Movie review
September 30, 2016 · 163 min · R
Woke Score
Lower is better
Review
American Honey is a 2016 road drama about an 18-year-old girl from a poor, abusive home in Oklahoma who runs away and joins a van crew of young drifters selling magazine subscriptions door-to-door across the Midwest. The story follows their hard partying, risky sales hustles, fleeting romances, and search for freedom and connection on the open road.
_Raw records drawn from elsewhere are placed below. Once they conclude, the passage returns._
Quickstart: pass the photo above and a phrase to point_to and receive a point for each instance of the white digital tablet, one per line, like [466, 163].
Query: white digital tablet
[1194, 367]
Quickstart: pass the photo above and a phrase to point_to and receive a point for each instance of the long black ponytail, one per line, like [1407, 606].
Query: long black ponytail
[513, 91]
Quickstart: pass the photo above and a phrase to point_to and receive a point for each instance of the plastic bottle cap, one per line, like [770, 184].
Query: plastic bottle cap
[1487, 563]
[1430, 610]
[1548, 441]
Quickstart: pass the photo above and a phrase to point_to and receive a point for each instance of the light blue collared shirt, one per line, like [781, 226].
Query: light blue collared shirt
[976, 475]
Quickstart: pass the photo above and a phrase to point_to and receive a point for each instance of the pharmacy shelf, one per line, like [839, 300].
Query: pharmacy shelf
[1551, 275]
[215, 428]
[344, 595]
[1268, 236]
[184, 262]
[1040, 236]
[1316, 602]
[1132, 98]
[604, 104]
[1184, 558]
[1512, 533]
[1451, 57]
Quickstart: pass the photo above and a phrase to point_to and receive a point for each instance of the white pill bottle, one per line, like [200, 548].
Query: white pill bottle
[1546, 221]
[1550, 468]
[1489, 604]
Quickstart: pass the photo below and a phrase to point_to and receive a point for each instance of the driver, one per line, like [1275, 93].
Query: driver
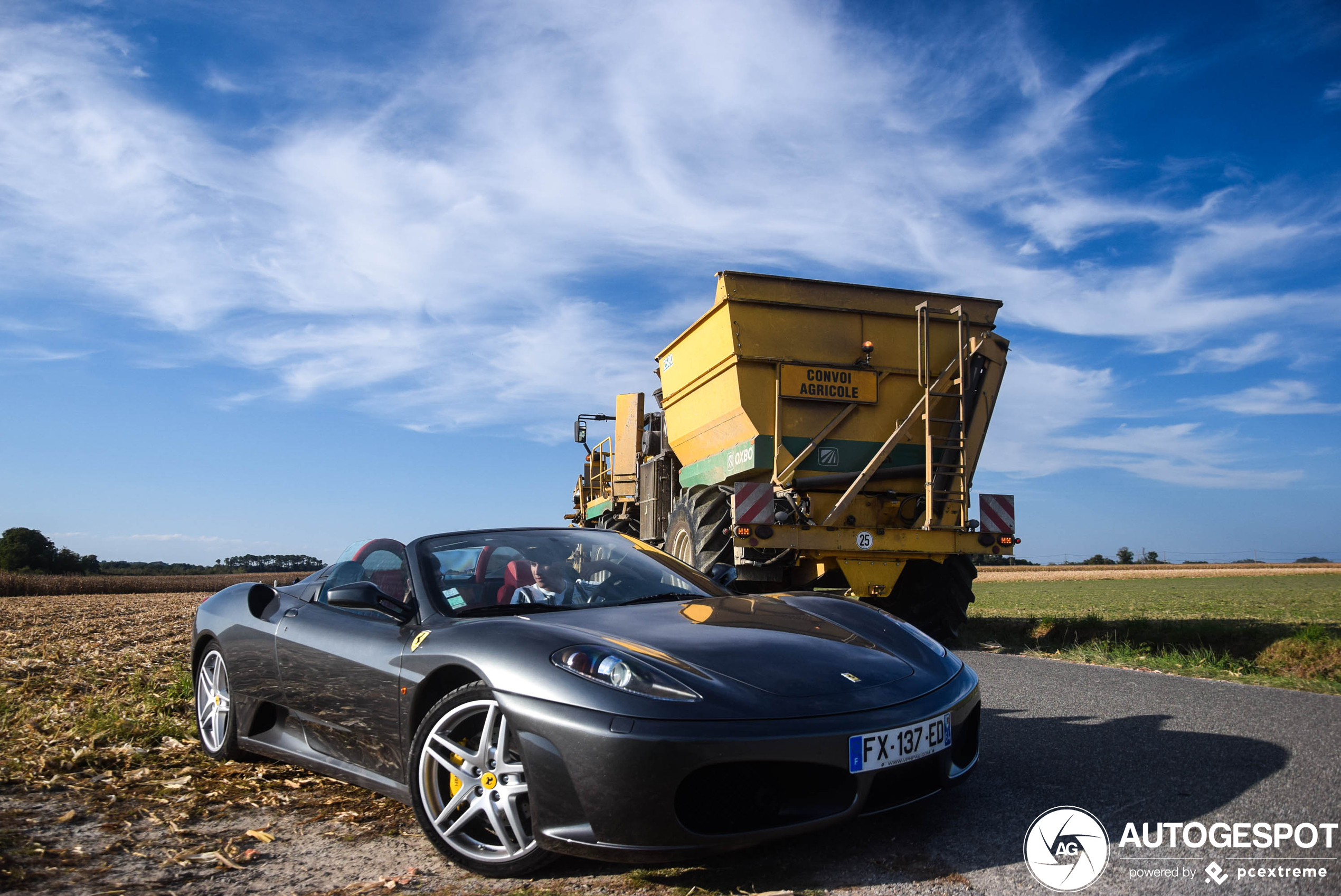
[555, 582]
The film uses raw, handheld camerawork and mostly non-actor performers to show class hardship and youthful rebellion in an observational way, with no clear identity lectures, political speeches, or modern social-justice framing.
Breakdown
These are the editorial factors and ratings behind our score for American Honey.
Woke representation / casting
Mixed-race lead and diverse young non-actors chosen through street casting to reflect real poor American youth; fits the story world naturally with no visible forced diversity or signaling.
Woke political dialogue
Conversations stay everyday and naturalistic about sales tactics, partying, and personal hopes; no explicit political or activist lines.
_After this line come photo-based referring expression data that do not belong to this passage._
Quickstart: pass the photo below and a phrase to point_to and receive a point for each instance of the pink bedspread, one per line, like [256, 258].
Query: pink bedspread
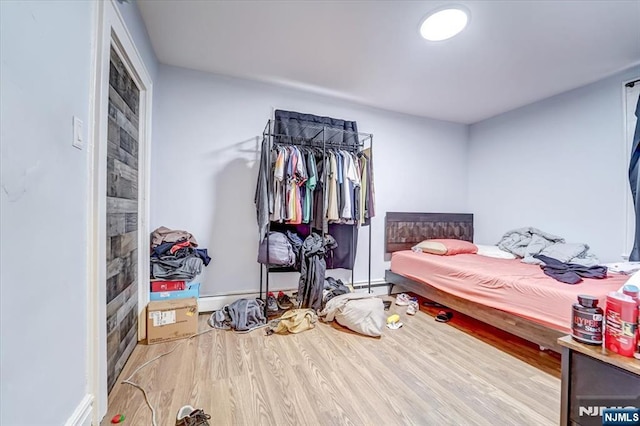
[508, 285]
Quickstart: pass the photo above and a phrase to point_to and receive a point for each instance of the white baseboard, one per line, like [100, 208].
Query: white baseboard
[82, 414]
[213, 303]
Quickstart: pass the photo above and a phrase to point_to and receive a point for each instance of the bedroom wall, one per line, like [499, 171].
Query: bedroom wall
[47, 49]
[204, 168]
[45, 78]
[558, 164]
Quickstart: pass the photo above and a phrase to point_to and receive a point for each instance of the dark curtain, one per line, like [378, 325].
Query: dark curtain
[308, 126]
[634, 176]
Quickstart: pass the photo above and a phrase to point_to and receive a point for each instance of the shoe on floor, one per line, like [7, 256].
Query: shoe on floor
[413, 307]
[284, 302]
[444, 316]
[272, 303]
[402, 299]
[189, 416]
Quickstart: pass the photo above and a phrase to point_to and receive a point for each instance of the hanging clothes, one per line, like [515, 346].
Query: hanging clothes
[312, 270]
[262, 197]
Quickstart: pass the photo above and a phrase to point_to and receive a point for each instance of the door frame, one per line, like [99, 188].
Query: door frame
[111, 31]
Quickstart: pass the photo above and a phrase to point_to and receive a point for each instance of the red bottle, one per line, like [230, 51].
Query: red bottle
[634, 292]
[621, 317]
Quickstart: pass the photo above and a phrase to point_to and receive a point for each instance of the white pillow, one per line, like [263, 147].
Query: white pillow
[494, 251]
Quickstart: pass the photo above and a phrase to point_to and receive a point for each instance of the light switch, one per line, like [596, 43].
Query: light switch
[78, 139]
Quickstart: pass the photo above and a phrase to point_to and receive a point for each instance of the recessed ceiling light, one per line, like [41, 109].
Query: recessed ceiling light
[444, 24]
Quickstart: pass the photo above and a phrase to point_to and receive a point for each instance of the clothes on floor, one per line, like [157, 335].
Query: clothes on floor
[569, 273]
[166, 235]
[175, 255]
[312, 270]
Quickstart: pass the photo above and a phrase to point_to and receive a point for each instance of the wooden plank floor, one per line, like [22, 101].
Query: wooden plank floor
[425, 373]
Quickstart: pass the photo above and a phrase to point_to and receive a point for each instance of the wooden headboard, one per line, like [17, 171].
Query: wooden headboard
[404, 230]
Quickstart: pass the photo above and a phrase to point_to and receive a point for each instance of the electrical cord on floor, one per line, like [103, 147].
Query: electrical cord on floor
[144, 392]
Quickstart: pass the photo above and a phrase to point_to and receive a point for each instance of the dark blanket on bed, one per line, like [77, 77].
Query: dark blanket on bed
[569, 273]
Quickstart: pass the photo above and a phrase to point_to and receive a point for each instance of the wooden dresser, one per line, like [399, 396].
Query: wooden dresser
[591, 379]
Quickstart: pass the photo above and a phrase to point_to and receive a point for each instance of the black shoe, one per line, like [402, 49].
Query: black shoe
[272, 304]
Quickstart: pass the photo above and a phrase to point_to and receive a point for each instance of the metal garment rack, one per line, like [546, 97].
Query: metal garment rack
[321, 138]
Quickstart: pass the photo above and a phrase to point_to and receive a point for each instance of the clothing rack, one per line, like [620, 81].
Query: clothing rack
[323, 138]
Identity-driven story themes
Core focus is class poverty, family abuse, and the pull of freedom on the road; the lead’s mixed background is visible but not turned into a plot driver or identity arc.
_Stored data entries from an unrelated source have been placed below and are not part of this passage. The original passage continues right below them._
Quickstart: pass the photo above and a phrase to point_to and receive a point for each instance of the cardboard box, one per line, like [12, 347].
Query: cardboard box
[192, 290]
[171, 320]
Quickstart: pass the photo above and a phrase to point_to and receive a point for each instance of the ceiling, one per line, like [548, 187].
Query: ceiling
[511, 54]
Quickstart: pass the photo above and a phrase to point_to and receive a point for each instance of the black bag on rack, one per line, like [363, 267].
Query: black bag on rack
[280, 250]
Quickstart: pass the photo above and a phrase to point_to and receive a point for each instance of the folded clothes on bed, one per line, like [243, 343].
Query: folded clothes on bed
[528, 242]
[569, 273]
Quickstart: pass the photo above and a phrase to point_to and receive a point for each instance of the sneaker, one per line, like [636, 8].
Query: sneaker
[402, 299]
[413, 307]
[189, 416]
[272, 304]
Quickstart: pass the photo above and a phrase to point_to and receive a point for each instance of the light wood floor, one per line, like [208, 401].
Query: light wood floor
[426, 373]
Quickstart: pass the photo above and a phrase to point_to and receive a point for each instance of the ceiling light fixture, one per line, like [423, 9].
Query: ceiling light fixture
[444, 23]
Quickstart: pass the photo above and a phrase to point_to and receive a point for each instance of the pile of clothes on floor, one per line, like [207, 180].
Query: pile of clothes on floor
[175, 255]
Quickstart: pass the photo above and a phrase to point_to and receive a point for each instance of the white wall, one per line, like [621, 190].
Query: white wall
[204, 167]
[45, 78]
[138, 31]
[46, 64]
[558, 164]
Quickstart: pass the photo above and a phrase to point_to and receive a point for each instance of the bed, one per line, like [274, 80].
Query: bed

Western institutional / cultural critique
Quietly shows economic inequality, dead-end hustles, and limited chances in parts of America through the characters’ lives; presented as observation rather than modern activist critique of capitalism, patriarchy, or systemic power.
Woke character or canon changes
Not relevant; this is an original contemporary story.
Anti-woke backlash and complaints
Almost no backlash calling the film woke or agenda-driven; minor notes from some critics about race portrayal, but overall reception stayed artistic and non-political.
Creator track record context
Andrea Arnold’s body of work shows repeated interest in working-class hardship and young female protagonists plus public support for more women directors; her approach stays empathetic and observational rather than activist or identity-politics focused.